Bank of England Holds Interest Rates at 3.75% Amid Downgraded Growth Outlook
Bank Holds Rates at 3.75% as Growth Forecasts Slashed

The Bank of England has opted to maintain the base interest rate at 3.75% in its latest policy decision, a move accompanied by a significant downgrade to its economic growth projections for the United Kingdom. This decision comes as the central bank seeks to ensure that inflation remains anchored close to its longstanding target of 2%.

Revised Forecasts Paint a Sobering Economic Picture

In a notable shift, the Bank's Monetary Policy Committee (MPC) has substantially revised its outlook for the UK economy. Growth forecasts for 2026 have been cut from 1.2% to just 0.9%, while the projection for 2027 has been trimmed from 1.6% to 1.5%. The Bank also adjusted its estimate for 2025 growth downwards to 1.4%, having previously anticipated 1.5%.

Alongside these growth revisions, the unemployment forecast has taken a turn for the worse. Officials now expect the jobless rate to climb to 5.3% this year, a notable increase from the November prediction of a 5.1% peak. The unemployment rate is then projected to decline gradually to 5.2% in 2027 and 5.1% in 2028, which remains higher than previous forecasts of 5% and 4.8% for those respective years.

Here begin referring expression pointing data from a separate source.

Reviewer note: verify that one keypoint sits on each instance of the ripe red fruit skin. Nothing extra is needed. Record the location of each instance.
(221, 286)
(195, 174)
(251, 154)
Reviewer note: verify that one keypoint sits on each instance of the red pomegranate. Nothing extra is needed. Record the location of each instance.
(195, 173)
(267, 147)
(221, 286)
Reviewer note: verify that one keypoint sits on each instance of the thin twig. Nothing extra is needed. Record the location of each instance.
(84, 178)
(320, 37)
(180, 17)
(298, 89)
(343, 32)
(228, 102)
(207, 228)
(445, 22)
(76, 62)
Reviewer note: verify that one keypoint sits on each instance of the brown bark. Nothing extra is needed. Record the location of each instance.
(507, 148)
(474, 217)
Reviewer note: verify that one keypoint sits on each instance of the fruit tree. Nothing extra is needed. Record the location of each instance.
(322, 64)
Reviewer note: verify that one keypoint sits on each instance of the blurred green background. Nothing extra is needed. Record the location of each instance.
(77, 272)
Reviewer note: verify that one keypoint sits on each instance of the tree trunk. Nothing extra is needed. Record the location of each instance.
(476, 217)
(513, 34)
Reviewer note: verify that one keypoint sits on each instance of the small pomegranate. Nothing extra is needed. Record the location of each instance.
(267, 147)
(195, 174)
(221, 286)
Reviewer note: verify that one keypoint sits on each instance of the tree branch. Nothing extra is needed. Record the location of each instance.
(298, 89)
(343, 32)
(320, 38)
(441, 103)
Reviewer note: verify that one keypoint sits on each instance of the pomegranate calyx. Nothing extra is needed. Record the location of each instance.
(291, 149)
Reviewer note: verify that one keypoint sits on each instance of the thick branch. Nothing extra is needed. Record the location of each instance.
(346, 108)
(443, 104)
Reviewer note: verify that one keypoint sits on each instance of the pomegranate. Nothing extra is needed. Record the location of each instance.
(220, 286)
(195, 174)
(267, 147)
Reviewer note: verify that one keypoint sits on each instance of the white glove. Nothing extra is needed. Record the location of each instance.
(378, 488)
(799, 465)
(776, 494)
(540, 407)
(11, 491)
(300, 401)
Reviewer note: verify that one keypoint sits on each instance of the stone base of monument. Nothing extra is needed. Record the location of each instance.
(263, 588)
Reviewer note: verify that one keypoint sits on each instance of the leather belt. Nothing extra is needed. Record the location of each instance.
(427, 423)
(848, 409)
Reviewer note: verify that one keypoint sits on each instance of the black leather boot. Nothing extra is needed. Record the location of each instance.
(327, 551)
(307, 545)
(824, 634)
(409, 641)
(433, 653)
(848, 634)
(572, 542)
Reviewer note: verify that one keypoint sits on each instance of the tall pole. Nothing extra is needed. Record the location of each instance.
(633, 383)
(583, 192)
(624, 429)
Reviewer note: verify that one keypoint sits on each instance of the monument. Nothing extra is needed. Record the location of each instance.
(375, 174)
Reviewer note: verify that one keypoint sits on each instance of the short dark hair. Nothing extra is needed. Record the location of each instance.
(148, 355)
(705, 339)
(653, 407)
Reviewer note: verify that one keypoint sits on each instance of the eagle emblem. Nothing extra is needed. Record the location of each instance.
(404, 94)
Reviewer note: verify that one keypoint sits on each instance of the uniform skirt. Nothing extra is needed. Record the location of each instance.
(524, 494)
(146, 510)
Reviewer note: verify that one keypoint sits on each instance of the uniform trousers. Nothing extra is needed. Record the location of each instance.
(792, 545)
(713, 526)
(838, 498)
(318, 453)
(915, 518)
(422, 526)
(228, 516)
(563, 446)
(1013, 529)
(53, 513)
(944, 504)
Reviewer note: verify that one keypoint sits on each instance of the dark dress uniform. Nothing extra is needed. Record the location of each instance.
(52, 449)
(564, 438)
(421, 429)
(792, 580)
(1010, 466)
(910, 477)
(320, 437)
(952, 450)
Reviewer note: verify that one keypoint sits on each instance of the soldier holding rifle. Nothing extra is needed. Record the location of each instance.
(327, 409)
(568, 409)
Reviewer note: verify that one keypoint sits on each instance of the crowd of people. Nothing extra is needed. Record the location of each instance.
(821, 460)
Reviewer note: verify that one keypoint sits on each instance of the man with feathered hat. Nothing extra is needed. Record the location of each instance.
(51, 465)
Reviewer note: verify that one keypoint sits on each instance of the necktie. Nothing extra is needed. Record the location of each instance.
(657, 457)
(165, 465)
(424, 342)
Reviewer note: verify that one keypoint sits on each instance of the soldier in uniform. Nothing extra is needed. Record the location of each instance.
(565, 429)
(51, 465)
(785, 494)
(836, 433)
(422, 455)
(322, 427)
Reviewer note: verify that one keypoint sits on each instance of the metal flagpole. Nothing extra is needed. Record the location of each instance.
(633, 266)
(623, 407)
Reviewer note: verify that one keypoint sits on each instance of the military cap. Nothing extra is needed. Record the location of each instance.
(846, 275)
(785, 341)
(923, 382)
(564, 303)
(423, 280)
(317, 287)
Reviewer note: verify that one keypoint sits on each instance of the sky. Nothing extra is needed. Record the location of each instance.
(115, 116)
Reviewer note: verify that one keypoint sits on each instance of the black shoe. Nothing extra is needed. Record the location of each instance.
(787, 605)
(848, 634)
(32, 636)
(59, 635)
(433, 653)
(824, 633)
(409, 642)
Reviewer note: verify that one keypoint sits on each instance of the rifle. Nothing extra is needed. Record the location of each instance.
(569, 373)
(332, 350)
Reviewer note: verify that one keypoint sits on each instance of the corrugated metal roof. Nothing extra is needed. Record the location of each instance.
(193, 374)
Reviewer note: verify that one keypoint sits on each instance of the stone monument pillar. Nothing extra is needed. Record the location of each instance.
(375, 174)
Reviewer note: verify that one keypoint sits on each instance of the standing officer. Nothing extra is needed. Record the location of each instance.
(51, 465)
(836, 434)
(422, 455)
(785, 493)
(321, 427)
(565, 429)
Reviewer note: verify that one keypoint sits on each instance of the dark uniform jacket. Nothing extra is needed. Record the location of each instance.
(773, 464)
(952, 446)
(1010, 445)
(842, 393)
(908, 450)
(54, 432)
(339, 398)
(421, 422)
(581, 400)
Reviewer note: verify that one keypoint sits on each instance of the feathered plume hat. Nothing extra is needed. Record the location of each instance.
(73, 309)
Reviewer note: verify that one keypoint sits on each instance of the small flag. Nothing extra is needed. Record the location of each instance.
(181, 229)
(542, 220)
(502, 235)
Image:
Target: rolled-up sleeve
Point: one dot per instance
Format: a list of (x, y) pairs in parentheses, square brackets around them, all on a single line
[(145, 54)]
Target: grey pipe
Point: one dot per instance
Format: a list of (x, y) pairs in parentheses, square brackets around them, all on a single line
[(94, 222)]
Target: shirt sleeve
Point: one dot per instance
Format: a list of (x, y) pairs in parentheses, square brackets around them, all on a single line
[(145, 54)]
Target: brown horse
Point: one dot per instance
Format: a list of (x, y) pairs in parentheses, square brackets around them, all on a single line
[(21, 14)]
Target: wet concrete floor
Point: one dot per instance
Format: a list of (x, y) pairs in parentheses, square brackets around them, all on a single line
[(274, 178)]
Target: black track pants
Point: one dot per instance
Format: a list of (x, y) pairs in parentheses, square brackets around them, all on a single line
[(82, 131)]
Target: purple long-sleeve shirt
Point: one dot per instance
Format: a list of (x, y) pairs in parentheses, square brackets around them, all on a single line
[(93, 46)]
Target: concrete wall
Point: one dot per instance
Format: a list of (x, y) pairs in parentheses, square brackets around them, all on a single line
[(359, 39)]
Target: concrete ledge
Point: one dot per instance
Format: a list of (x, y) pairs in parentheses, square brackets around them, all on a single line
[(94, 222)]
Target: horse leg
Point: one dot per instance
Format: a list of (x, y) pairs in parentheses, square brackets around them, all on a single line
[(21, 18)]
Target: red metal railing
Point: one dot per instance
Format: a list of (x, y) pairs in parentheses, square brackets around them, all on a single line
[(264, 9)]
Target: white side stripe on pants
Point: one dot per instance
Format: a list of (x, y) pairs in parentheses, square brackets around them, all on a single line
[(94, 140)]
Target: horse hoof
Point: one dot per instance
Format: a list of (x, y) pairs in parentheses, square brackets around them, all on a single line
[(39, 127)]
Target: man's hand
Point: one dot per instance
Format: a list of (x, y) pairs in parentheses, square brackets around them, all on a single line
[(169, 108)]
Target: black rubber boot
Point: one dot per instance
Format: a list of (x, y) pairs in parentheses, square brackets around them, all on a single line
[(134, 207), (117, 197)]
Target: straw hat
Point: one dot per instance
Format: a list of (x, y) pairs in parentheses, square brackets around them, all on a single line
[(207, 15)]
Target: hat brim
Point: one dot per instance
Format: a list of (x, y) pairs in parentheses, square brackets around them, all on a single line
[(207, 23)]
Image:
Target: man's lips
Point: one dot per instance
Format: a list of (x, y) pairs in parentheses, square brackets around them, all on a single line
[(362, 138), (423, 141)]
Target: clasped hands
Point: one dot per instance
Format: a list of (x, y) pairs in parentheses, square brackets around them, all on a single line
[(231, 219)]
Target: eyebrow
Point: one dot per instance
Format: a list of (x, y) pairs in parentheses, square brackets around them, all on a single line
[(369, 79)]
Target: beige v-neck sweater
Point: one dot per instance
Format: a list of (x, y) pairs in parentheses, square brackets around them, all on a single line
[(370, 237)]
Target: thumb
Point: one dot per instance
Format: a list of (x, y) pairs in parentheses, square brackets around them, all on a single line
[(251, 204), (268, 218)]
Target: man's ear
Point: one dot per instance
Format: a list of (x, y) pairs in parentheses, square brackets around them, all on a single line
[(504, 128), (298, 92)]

Inflation Trajectory Shows Encouraging Signs

The primary rationale for holding rates steady centres on the inflation outlook. The MPC's new forecasts indicate that the Consumer Prices Index (CPI) inflation rate is now expected to fall to the 2% target this year, a full year earlier than the previous projection of 2027. Governor Andrew Bailey stated, "We now think that inflation will fall back to around 2% by the spring. That's good news."

This accelerated decline is attributed in part to measures announced in the Chancellor's autumn budget, particularly a support package designed to reduce household energy bills from April. This intervention is anticipated to lower the typical annual energy bill by approximately £134 and contribute around 0.5 percentage points to the drop in the inflation rate. Additionally, officials have pointed to slowing wage growth as a factor that will help ease inflationary pressures.

The inflation rate is forecast to hover near the 2% target through to the end of 2026 before potentially dipping as low as 1.7% in early 2027.

Consumer Caution and Labour Market Pressures

The Bank's report sheds light on the underlying economic dynamics contributing to the subdued growth outlook. Consumer demand for goods and services has been lacklustre and is expected to remain "subdued through 2026". Firms have reported that rising unemployment and persistent concerns over the cost of living are weighing on household spending.

Supermarkets have conveyed to the Bank that they are experiencing only "modest" volume growth, with consumers exhibiting caution in their overall expenditure and increasingly "forgoing treats". Wider pressures within the UK labour market are also cited as factors dampening economic growth.

Path Forward for Monetary Policy

Despite the decision to hold rates this month, the Bank has signalled that further reductions in the bank rate are "likely" later this year. Governor Bailey added, "All going well, there should be scope for some further reduction in the bank rate this year." This stance follows a series of six interest rate cuts over the past eighteen months, after rates reached a peak of 5.25%.

The Bank's approach reflects the typical central bank strategy of maintaining elevated interest rates to combat inflation while being prepared to reduce them if price pressures ease sufficiently or if greater economic stimulus becomes necessary. With inflation most recently recorded at 3.4% in December and set for a sharper decline from April, the MPC's current holding pattern aims to solidify the progress towards price stability.

Looking further ahead, there is a glimmer of optimism in the longer-term forecasts, with growth expected to lift to 1.9% in 2028, slightly above previous guidance. However, the immediate outlook remains one of cautious management as the Bank navigates the dual challenges of returning inflation sustainably to target and supporting a fragile economic recovery.